Provides a method to control load latency and temporal locality at the variable level.
#pragma memref_control [name1[:<locality>[:<latency>]],[name2...] |
name1, name2 |
Specifies the name of array or pointer. You must specify at least one name; however, you can specify names with associated locality and latency values. |
locality |
An optional integer value that indicates the desired cache level to store data for future access. This will determine the load/store hint (or prefetch hint) to be used for this reference.
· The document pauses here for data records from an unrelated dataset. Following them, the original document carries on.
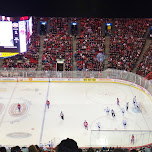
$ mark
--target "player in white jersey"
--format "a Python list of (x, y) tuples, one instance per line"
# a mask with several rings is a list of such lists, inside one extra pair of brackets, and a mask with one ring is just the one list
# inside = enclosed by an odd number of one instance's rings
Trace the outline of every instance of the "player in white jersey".
[(139, 104), (137, 102), (135, 102), (135, 108), (139, 109)]
[(126, 127), (126, 125), (127, 125), (126, 120), (123, 120), (123, 125), (124, 125), (124, 128), (125, 128), (125, 127)]
[(121, 109), (121, 111), (122, 111), (122, 114), (124, 115), (124, 113), (125, 113), (125, 109), (124, 109), (124, 108), (122, 108), (122, 109)]
[(98, 126), (98, 129), (100, 131), (100, 128), (101, 128), (100, 122), (97, 123), (97, 126)]
[(115, 117), (115, 112), (113, 109), (111, 109), (111, 114), (112, 114), (112, 117)]
[(87, 121), (86, 121), (86, 120), (84, 121), (84, 127), (85, 127), (85, 129), (87, 129), (87, 130), (88, 130), (88, 123), (87, 123)]
[(109, 109), (109, 107), (107, 107), (106, 108), (106, 113), (109, 114), (109, 111), (110, 111), (110, 109)]
[(134, 142), (135, 142), (135, 137), (134, 137), (134, 135), (132, 134), (132, 136), (131, 136), (131, 143), (134, 144)]
[(126, 111), (128, 111), (129, 108), (129, 102), (126, 102)]
[(136, 103), (136, 96), (133, 98), (133, 104), (135, 105)]
[(62, 111), (61, 111), (61, 113), (60, 113), (60, 117), (61, 117), (62, 120), (64, 120), (64, 114), (63, 114)]

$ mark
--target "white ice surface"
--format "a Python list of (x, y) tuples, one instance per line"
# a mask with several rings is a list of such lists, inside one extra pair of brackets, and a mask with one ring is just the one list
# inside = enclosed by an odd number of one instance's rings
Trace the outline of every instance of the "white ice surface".
[[(0, 82), (1, 145), (28, 146), (52, 141), (56, 146), (66, 138), (74, 139), (79, 147), (128, 147), (152, 143), (152, 102), (142, 91), (111, 83), (50, 83), (49, 89), (48, 86), (48, 83)], [(142, 105), (142, 113), (133, 107), (134, 96)], [(49, 109), (45, 107), (47, 98)], [(129, 102), (129, 110), (123, 116), (121, 108), (126, 108), (126, 102)], [(26, 111), (20, 115), (16, 109), (15, 113), (19, 115), (12, 116), (10, 109), (17, 103), (24, 103)], [(114, 109), (115, 118), (111, 113), (106, 114), (107, 106)], [(61, 111), (64, 120), (60, 118)], [(127, 121), (125, 128), (123, 119)], [(88, 130), (83, 126), (84, 120), (89, 124)], [(98, 122), (101, 131), (98, 131)], [(130, 143), (132, 134), (134, 145)]]

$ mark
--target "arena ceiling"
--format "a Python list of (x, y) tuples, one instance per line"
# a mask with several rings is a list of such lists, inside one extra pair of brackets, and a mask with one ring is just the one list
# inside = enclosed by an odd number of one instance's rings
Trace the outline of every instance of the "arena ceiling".
[(3, 0), (0, 15), (52, 17), (152, 17), (151, 4), (137, 0)]

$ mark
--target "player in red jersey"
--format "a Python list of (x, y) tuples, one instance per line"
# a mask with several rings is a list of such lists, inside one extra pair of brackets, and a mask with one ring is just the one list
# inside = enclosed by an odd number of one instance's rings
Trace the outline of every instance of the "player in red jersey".
[(46, 105), (47, 105), (47, 107), (49, 109), (49, 107), (50, 107), (50, 101), (49, 100), (46, 101)]
[(117, 98), (117, 105), (119, 105), (119, 99)]
[(132, 136), (131, 136), (131, 143), (134, 144), (134, 141), (135, 141), (135, 137), (134, 137), (134, 135), (132, 135)]
[(87, 129), (87, 130), (88, 130), (88, 123), (87, 123), (87, 121), (86, 121), (86, 120), (84, 121), (84, 127), (85, 127), (85, 129)]
[(18, 108), (18, 111), (20, 112), (20, 110), (21, 110), (21, 105), (18, 103), (17, 104), (17, 108)]

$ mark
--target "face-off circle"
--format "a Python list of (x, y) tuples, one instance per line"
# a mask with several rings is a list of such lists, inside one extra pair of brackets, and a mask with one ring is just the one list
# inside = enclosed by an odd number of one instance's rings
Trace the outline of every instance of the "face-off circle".
[(9, 114), (13, 117), (20, 117), (23, 116), (26, 112), (27, 112), (27, 105), (25, 103), (21, 103), (21, 109), (19, 111), (19, 109), (17, 108), (18, 104), (12, 104), (12, 106), (9, 109)]
[(13, 132), (13, 133), (7, 134), (6, 136), (11, 137), (11, 138), (28, 138), (32, 135), (25, 132)]

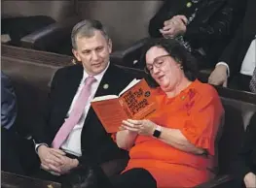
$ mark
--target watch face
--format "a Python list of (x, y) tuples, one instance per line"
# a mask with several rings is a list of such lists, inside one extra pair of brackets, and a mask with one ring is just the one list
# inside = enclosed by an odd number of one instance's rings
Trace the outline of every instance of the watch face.
[(161, 131), (155, 130), (155, 131), (154, 131), (154, 134), (153, 134), (153, 137), (159, 138), (159, 137), (160, 137), (160, 134), (161, 134)]

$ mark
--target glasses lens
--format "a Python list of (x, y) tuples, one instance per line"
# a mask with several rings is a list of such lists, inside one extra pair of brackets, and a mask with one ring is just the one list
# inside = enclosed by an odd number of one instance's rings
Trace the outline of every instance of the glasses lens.
[(144, 72), (145, 72), (146, 74), (150, 74), (150, 71), (148, 70), (147, 67), (144, 67)]

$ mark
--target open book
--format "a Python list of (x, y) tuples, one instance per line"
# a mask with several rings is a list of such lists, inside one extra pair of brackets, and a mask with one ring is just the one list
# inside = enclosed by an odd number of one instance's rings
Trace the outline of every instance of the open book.
[(117, 132), (122, 120), (144, 119), (157, 110), (145, 79), (133, 79), (118, 96), (95, 97), (91, 104), (108, 133)]

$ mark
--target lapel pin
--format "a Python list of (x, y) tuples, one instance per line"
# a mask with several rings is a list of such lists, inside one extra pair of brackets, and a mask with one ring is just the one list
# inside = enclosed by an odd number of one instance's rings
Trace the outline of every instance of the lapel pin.
[(109, 84), (107, 84), (107, 83), (105, 83), (105, 84), (103, 85), (103, 88), (104, 88), (104, 89), (108, 89), (108, 87), (109, 87)]
[(192, 6), (192, 3), (191, 2), (188, 2), (187, 3), (187, 8), (190, 8)]

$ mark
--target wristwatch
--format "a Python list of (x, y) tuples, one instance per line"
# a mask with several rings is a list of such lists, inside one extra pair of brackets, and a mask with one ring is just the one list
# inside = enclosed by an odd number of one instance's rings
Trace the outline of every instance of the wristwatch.
[(162, 127), (160, 125), (157, 125), (157, 127), (153, 133), (153, 137), (159, 138), (161, 133), (162, 133)]

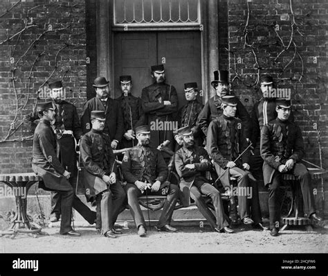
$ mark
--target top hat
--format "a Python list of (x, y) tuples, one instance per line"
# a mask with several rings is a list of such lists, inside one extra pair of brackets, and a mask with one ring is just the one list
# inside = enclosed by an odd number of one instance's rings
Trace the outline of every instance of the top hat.
[(226, 70), (217, 70), (214, 72), (214, 80), (210, 84), (213, 85), (216, 83), (229, 83), (228, 80), (228, 72)]
[(237, 106), (237, 98), (235, 96), (224, 96), (221, 97), (223, 104)]
[(192, 90), (197, 88), (197, 83), (185, 83), (185, 92)]
[(120, 76), (120, 83), (129, 83), (132, 81), (132, 79), (131, 78), (131, 76), (127, 75), (127, 76)]
[(259, 77), (259, 83), (261, 85), (271, 85), (273, 83), (273, 78), (268, 74), (261, 75)]
[(291, 108), (291, 100), (284, 98), (278, 98), (275, 99), (275, 105), (284, 108)]
[(44, 110), (55, 110), (53, 105), (53, 102), (47, 101), (46, 103), (40, 103), (37, 104), (37, 111), (44, 111)]
[(180, 128), (176, 130), (176, 133), (178, 135), (183, 135), (183, 136), (186, 136), (186, 135), (190, 135), (192, 134), (192, 130), (190, 129), (190, 128), (187, 126), (184, 126), (183, 128)]
[(150, 133), (150, 128), (149, 126), (145, 125), (145, 126), (137, 126), (136, 128), (136, 134), (138, 134), (138, 133), (144, 133), (144, 134)]
[(156, 72), (157, 74), (164, 73), (165, 71), (163, 64), (154, 65), (152, 66), (152, 72)]
[(96, 119), (99, 121), (105, 121), (106, 118), (104, 116), (104, 111), (101, 110), (92, 110), (91, 115), (90, 117), (91, 119)]
[(56, 80), (51, 83), (49, 83), (49, 88), (51, 89), (56, 89), (56, 88), (62, 88), (63, 87), (63, 84), (60, 80)]
[(109, 84), (109, 82), (106, 80), (105, 77), (95, 78), (93, 83), (94, 84), (92, 85), (93, 87), (104, 87)]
The value can be one of the following:
To use this argument, you must also specify name. |
latency |
An optional integer value that indicates the load (or the latency that has to be overlapped if a prefetch is issued for this address). The value can be one of the following:
To use this argument, you must also specify name and locality. |
The memref_control pragma is supported on Itanium® processors only. This pragma provides a method for controlling load latency and temporal locality at the variable level. The memref_control pragma allows you to specify locality and latency at the array level. For example, using this pragma allows you to control the following:
The location (cache level) to store data for future access.
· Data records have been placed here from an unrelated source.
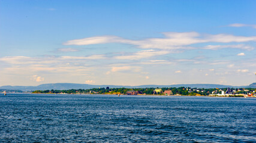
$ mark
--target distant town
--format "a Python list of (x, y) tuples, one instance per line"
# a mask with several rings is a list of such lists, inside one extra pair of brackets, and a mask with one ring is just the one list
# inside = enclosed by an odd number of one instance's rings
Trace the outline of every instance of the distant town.
[(33, 94), (113, 94), (131, 95), (189, 95), (212, 97), (256, 97), (256, 88), (110, 88), (109, 87), (89, 89), (45, 90), (32, 91)]

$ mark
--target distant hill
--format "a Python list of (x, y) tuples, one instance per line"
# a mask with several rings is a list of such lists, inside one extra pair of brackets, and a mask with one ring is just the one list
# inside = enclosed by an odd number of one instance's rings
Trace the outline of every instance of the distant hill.
[(248, 88), (256, 88), (256, 82), (249, 85)]
[(95, 88), (106, 88), (109, 86), (110, 88), (179, 88), (179, 87), (190, 87), (198, 88), (256, 88), (256, 83), (251, 84), (249, 86), (233, 86), (230, 85), (222, 85), (216, 84), (179, 84), (171, 85), (146, 85), (140, 86), (122, 86), (122, 85), (92, 85), (88, 84), (78, 84), (70, 83), (57, 83), (43, 84), (38, 86), (2, 86), (0, 89), (5, 90), (21, 90), (23, 91), (36, 91), (36, 90), (68, 90), (71, 89), (91, 89)]

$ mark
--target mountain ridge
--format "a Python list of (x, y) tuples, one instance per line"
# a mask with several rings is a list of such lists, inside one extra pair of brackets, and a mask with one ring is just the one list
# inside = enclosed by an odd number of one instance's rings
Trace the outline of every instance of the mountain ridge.
[(197, 88), (256, 88), (256, 83), (253, 83), (248, 86), (230, 86), (218, 84), (177, 84), (170, 85), (144, 85), (138, 86), (123, 86), (123, 85), (94, 85), (82, 83), (45, 83), (38, 86), (2, 86), (1, 89), (8, 90), (21, 90), (23, 91), (36, 91), (36, 90), (68, 90), (71, 89), (91, 89), (95, 88), (106, 88), (109, 86), (110, 88), (179, 88), (179, 87), (190, 87)]

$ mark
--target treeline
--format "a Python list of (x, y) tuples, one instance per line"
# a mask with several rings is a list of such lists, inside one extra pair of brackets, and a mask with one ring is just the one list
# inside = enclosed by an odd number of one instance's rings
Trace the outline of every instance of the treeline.
[[(171, 90), (174, 95), (209, 95), (212, 94), (213, 92), (215, 94), (221, 94), (221, 91), (227, 91), (227, 88), (191, 88), (185, 87), (180, 88), (161, 88), (162, 91), (161, 93), (154, 93), (155, 88), (92, 88), (89, 89), (69, 89), (69, 90), (45, 90), (45, 91), (35, 91), (32, 93), (34, 94), (126, 94), (127, 91), (138, 91), (139, 94), (146, 94), (146, 95), (152, 95), (158, 94), (164, 95), (164, 92), (167, 90)], [(248, 94), (248, 92), (252, 93), (255, 91), (255, 88), (246, 88), (246, 89), (234, 89), (231, 88), (232, 91), (237, 91), (236, 94)]]

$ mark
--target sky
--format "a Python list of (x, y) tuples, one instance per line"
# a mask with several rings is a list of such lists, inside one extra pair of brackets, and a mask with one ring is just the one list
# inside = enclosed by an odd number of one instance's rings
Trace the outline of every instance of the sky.
[(256, 82), (256, 1), (0, 0), (0, 86)]

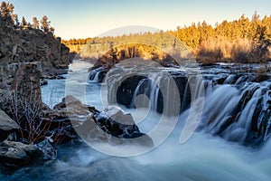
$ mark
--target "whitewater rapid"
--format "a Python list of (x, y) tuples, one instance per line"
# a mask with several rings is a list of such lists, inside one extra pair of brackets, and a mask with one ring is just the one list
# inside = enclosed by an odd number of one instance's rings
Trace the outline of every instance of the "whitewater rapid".
[[(75, 62), (70, 67), (69, 93), (81, 101), (101, 110), (100, 84), (88, 82), (91, 64)], [(49, 81), (42, 87), (42, 99), (51, 107), (67, 93), (67, 80)], [(85, 90), (74, 89), (78, 87)], [(231, 91), (234, 90), (229, 89)], [(51, 95), (54, 91), (54, 95)], [(87, 93), (86, 93), (87, 92)], [(85, 93), (85, 94), (83, 94)], [(51, 99), (48, 99), (48, 98)], [(234, 102), (232, 102), (234, 104)], [(122, 107), (126, 111), (135, 110)], [(139, 114), (145, 112), (137, 110)], [(136, 157), (118, 157), (100, 153), (87, 144), (70, 144), (59, 148), (57, 161), (44, 166), (23, 168), (12, 176), (0, 176), (1, 180), (271, 180), (271, 140), (259, 149), (246, 148), (213, 137), (204, 131), (192, 134), (184, 144), (180, 135), (189, 114), (181, 114), (173, 131), (154, 150)], [(160, 114), (151, 111), (138, 126), (148, 132), (157, 124)], [(110, 148), (105, 144), (104, 147)], [(135, 147), (136, 146), (131, 146)]]

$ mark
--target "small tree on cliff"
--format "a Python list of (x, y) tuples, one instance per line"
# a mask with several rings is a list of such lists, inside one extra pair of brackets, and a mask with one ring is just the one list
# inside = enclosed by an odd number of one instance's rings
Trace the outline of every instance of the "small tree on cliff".
[(50, 32), (50, 24), (51, 22), (48, 21), (47, 15), (44, 15), (41, 20), (41, 27), (45, 33)]
[(0, 5), (2, 20), (5, 21), (6, 24), (14, 24), (16, 14), (14, 14), (14, 5), (13, 4), (5, 3), (5, 1)]
[(25, 25), (27, 25), (27, 22), (26, 22), (24, 16), (23, 16), (23, 19), (22, 19), (22, 26), (23, 27), (23, 26), (25, 26)]
[(35, 29), (40, 28), (40, 22), (36, 17), (33, 18), (33, 27), (35, 28)]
The most appropriate latency value to be used for a load, or the latency that has to be overlapped if a prefetch is issued for this reference.
When you specify source-level and the data locality information at a high level for a particular data access, the compiler decides how best to use this information. If the compiler can prefetch profitably for the reference, then it issues a prefetch with a distance that covers the specified latency specified and then schedules the corresponding load with a smaller latency. It also uses the hints on the prefetch and load appropriately to keep the data in the specified cache level.
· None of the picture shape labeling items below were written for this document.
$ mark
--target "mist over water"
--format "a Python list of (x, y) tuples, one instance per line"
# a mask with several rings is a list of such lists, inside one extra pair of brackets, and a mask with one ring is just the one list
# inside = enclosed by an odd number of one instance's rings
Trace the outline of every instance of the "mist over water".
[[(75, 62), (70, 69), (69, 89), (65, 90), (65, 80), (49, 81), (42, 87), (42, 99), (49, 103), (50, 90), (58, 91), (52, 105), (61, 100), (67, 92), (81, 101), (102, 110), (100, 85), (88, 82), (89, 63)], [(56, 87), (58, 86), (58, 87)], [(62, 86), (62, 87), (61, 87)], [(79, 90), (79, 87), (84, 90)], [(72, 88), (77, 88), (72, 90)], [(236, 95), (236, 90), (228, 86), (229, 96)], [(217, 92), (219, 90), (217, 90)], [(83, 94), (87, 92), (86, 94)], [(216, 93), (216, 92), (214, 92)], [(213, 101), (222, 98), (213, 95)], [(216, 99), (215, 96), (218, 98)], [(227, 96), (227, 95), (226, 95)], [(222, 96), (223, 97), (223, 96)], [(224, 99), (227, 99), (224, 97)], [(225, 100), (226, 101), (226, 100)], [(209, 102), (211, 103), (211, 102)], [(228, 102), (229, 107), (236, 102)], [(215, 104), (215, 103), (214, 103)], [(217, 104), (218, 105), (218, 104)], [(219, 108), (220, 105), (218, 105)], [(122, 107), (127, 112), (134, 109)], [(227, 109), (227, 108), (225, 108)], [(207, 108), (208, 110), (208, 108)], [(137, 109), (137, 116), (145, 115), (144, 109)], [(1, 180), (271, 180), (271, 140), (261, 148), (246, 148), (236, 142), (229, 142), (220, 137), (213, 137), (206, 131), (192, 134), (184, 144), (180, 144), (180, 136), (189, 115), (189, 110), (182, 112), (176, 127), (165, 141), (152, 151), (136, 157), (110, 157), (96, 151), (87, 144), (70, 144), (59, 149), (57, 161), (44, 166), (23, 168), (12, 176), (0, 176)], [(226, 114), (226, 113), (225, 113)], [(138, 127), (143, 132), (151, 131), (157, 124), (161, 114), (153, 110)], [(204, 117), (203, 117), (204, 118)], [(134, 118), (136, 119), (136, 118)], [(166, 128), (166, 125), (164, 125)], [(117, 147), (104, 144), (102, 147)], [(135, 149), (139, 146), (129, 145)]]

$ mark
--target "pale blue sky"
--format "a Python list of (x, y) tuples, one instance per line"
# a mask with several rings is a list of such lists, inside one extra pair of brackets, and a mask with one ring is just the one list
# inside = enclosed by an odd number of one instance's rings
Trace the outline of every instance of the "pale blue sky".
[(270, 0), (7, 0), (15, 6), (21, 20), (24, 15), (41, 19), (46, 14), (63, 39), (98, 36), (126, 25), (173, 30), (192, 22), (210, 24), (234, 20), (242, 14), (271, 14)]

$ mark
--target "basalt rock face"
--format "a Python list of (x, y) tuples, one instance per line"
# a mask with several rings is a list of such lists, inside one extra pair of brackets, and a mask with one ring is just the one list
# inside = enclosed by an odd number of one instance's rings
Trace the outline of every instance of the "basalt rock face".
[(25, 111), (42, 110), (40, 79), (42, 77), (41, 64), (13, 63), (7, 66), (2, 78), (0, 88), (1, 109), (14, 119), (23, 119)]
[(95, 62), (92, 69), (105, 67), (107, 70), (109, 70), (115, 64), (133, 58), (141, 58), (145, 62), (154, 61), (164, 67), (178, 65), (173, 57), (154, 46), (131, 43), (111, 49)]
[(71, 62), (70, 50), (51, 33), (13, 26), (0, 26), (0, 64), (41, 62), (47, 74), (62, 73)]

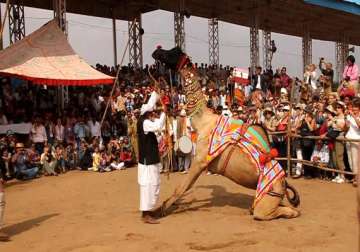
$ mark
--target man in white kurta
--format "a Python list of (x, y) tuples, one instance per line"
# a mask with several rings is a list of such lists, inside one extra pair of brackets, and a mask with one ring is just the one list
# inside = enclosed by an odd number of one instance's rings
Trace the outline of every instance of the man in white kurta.
[(158, 222), (151, 216), (160, 192), (160, 155), (156, 132), (164, 127), (165, 113), (156, 118), (152, 112), (155, 108), (159, 95), (156, 92), (151, 94), (147, 104), (141, 107), (138, 120), (138, 141), (139, 141), (139, 163), (138, 183), (140, 185), (140, 211), (142, 219), (148, 224)]
[(0, 242), (9, 240), (9, 236), (2, 231), (5, 211), (4, 182), (5, 180), (1, 177), (0, 174)]

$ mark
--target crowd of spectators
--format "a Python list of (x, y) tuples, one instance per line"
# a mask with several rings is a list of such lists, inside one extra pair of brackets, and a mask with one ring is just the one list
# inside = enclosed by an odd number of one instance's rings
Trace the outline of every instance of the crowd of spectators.
[[(247, 85), (233, 82), (233, 68), (229, 66), (195, 64), (195, 67), (207, 106), (214, 113), (263, 125), (281, 156), (286, 156), (286, 135), (271, 133), (286, 132), (290, 123), (294, 134), (321, 138), (292, 141), (293, 157), (357, 172), (360, 143), (336, 140), (338, 137), (360, 139), (359, 73), (354, 58), (348, 58), (339, 87), (333, 81), (332, 65), (324, 59), (318, 70), (315, 64), (307, 66), (301, 78), (291, 78), (286, 67), (275, 72), (257, 67), (249, 75)], [(112, 76), (118, 68), (96, 65), (96, 69)], [(121, 67), (119, 82), (111, 97), (112, 86), (69, 87), (67, 105), (62, 111), (57, 109), (56, 89), (3, 78), (0, 125), (31, 122), (31, 130), (27, 136), (9, 130), (1, 137), (2, 176), (32, 179), (41, 175), (57, 176), (73, 169), (110, 172), (135, 165), (136, 122), (141, 105), (152, 92), (149, 72), (160, 80), (161, 100), (169, 106), (171, 119), (186, 118), (191, 128), (191, 118), (187, 118), (183, 109), (186, 97), (181, 90), (181, 80), (163, 66)], [(108, 113), (103, 116), (109, 100)], [(178, 139), (175, 129), (172, 135), (175, 143)], [(174, 153), (171, 170), (186, 172), (191, 159), (186, 162)], [(320, 172), (301, 163), (294, 163), (291, 168), (295, 177), (320, 177), (337, 183), (346, 179), (343, 174)], [(169, 164), (164, 165), (164, 170), (168, 169)]]

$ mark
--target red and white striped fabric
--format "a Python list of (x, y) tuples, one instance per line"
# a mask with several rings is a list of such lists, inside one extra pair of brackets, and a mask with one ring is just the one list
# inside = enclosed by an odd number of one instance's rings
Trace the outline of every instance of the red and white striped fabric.
[(232, 73), (232, 80), (242, 85), (249, 84), (249, 70), (235, 67)]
If the compiler cannot compute the address in advance, or decides that the overheads for prefetching are too high, it uses the specified latency to separate the load and its use (in a pipelined loop or a Global Code Scheduler loop). The hint on the load/store will correspond to the cache level passed with the locality argument.
You can use this with the prefetch and noprefetch to further tune the hints and prefetch strategies. When using the memref_control with noprefetch, keep the following guidelines in mind:
Specifying noprefetch along with the memref_control causes the compiler to not issue prefetches; instead the latency values specified in the memref_control is used to schedule the load.
There is no ordering requirements for using the two pragmas together. Specify the two pragmas in either order as long as both are specified consecutively just before the loop where it is to be applied. Issuing a prefetch with one hint and loading it later using a different hint can provide greater control over the hints used for specific architectures.
memref_control is handled differently from the prefetch or noprefetch. Even if the load cannot be prefetched, the reference can still be loaded using a non-default load latency passed to the latency argument.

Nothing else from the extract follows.